En fait il faut distinguer l'apprentissage avant le bac et l'apprentissage en
bac pro et surtout dans le supérieur. Dans le premier cas, le recours à
l'apprentissage coïncide effectivement le plus souvent avec une situation
fragile au niveau scolaire. Il est très rare qu'un enseignant ou un conseiller
d'orientation suggère l'apprentissage à un collégien d'excellent niveau voire
de niveau moyen, dès lors qu'il ne manifeste pas de rejet viscéral de la forme
scolaire. Tout est fait pour pousser ces jeunes-là vers la voie générale.

Sans aucune
exception ?

Quelques-unes,
sur certains métiers, dans certaines familles, dans certaines régions. Prenez
le boulanger star Eric Kayser, il vous expliquera qu'il a toujours rêvé de
faire ce métier et qu'il piaffait d'impatience à l'idée de devenir compagnon –
ce qu'il a fait avec le succès que l'on sait. J'ai aussi le souvenir de ces
élèves d'une maison familiale rurale située près de Lyon où une partie des
apprentis étaient là de manière on ne peut plus volontaire, alors que les
autres avaient un peu atterri là faute de trouver leur place dans la voie
générale. Vous avez raison, il faut se garder de généraliser mais
tendanciellement, l'apprentissage avant le bac s'adresse bien "essen­tiel­le­ment
à des jeunes qui ren­contrent des dif­fi­cul­tés sco­laires".

Et après le bac ?

Plus
du tout ! Là il est choisi parce que c'est un excellent passeport vers
l'emploi.

Et
les jeunes ne s'y trompent pas : selon l'Insee, depuis 1993,
l'apprentissage se développe de manière continue dans l'enseignement supérieur,
notamment au niveau du BTS, qui attire 
44,9 % des apprentis du supérieur. Mais les chiffres montent aussi pour devenir
ingénieur avec près de 15.000 apprentis, principalement dans les spécialités de
la mécanique, des technologies industrielles, de l'électricité et de
l'électronique. Et c'est ce message-là qui a encore du mal à passer puisque 63%
des personnes interrogées estiment que "de manière géné­rale, les for­ma­tions
en appren­tis­sage ont une mau­vaise image", et que  69% pensent qu'elles "sont sur­tout réser­vées
aux métiers manuels".

La réforme en cours va-t-elle améliorer
les choses ?

Les
professionnels en doutent. Pierre Coubebaisse, le
vice-président de la Fédération de la formation professionnelle, estimait le
mois dernier dans le Monde qu'elle ne garantissait pas que les recettes de la
taxe d'apprentissage
seraient totalement utilisé pour financer l'apprentissage des
jeunes, et il rappelait que ces sommes, qui seront désormais collectées et
réparties par les régions, représentent en moyenne, 10 à 15% du budget des
établissements. " Sans elle, nombre d'entre eux auraient du mal à se maintenir. "
prévient-il. En outre c'est une réforme qui devrait privilégier de fait
l'apprentissage avant le bac, alors que c'est 
l'apprentissage dans le supérieur qui a le vent en poupe.

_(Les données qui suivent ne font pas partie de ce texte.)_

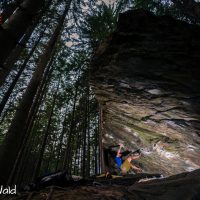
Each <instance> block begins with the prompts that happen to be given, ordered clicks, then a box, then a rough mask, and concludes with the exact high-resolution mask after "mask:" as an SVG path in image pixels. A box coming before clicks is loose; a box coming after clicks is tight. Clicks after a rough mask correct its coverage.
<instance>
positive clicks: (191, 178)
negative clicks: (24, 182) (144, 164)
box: [1, 169, 200, 200]
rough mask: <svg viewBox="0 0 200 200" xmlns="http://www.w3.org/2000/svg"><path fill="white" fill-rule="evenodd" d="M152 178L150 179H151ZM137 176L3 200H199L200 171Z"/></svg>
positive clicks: (131, 176)
mask: <svg viewBox="0 0 200 200" xmlns="http://www.w3.org/2000/svg"><path fill="white" fill-rule="evenodd" d="M148 177H149V178H148ZM156 177H158V175H156V174H151V175H150V174H136V175H129V176H124V177H115V176H113V178H111V179H105V177H102V178H96V179H94V180H93V181H91V180H88V181H85V182H81V184H79V185H78V184H77V185H76V186H68V187H58V186H49V187H46V188H43V189H41V190H39V191H31V192H30V191H29V192H22V193H18V194H17V195H16V196H7V197H3V198H1V199H2V200H3V199H5V200H144V199H145V200H165V199H166V200H176V199H177V200H180V199H181V200H186V199H187V200H188V199H191V200H199V199H200V169H199V170H195V171H193V172H185V173H181V174H177V175H174V176H171V177H167V178H156Z"/></svg>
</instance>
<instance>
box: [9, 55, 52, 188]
mask: <svg viewBox="0 0 200 200" xmlns="http://www.w3.org/2000/svg"><path fill="white" fill-rule="evenodd" d="M53 57H54V56H52V58H51V61H50V62H49V64H48V66H47V69H46V71H45V73H44V76H43V80H42V81H41V84H40V86H39V87H38V91H37V93H36V95H35V98H34V102H33V104H32V106H31V108H30V111H29V115H28V117H27V120H26V126H25V127H24V135H25V137H24V140H23V143H22V145H21V147H20V150H19V153H18V156H17V159H16V161H15V165H14V167H13V169H12V172H11V173H10V177H9V180H8V185H12V184H13V183H14V182H16V181H17V180H18V179H19V175H20V173H19V171H20V169H21V168H22V166H23V165H26V163H25V162H23V160H24V159H23V158H22V157H24V156H25V154H26V148H27V141H28V139H29V136H30V133H31V129H32V126H33V122H34V119H35V116H36V114H37V111H38V108H39V105H40V103H41V101H42V98H43V96H44V93H45V92H46V89H47V81H48V80H47V79H48V75H50V76H51V73H52V71H53V68H51V66H52V62H53ZM50 69H51V70H50ZM17 170H18V171H17ZM13 180H15V181H14V182H13Z"/></svg>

Et concernant l'image de l'apprentissage
à l'Education nationale ?

Tout
reste à faire. Les inspections générales de l'Education nationale viennent de
publier un rapport
qui indique, je cite, que "Bien que la part de
l'apprentissage au sein de la formation initiale sous statut scolaire progresse
régulièrement depuis une vingtaine d'années, et que son environnement ait été
profondément modifié et rénové, il continue de souffrir aux yeux des familles
et des jeunes, et des enseignants eux-mêmes, du déficit d'image attaché à la
voie professionnelle et aux métiers manuels". Ils dénoncent, je cite
encore : "l'apprentissage reste un sujet périphérique pour
l'éducation nationale". Et cela c'est inquiétant quant à la confiance du
public  dans la capacité du sys­tème sco­laire
à pré­parer les élèves au monde du travail : 76% des per­sonnes son­dées
par CSA pour l'Institut Montaigne pendant qu'il le fait mal.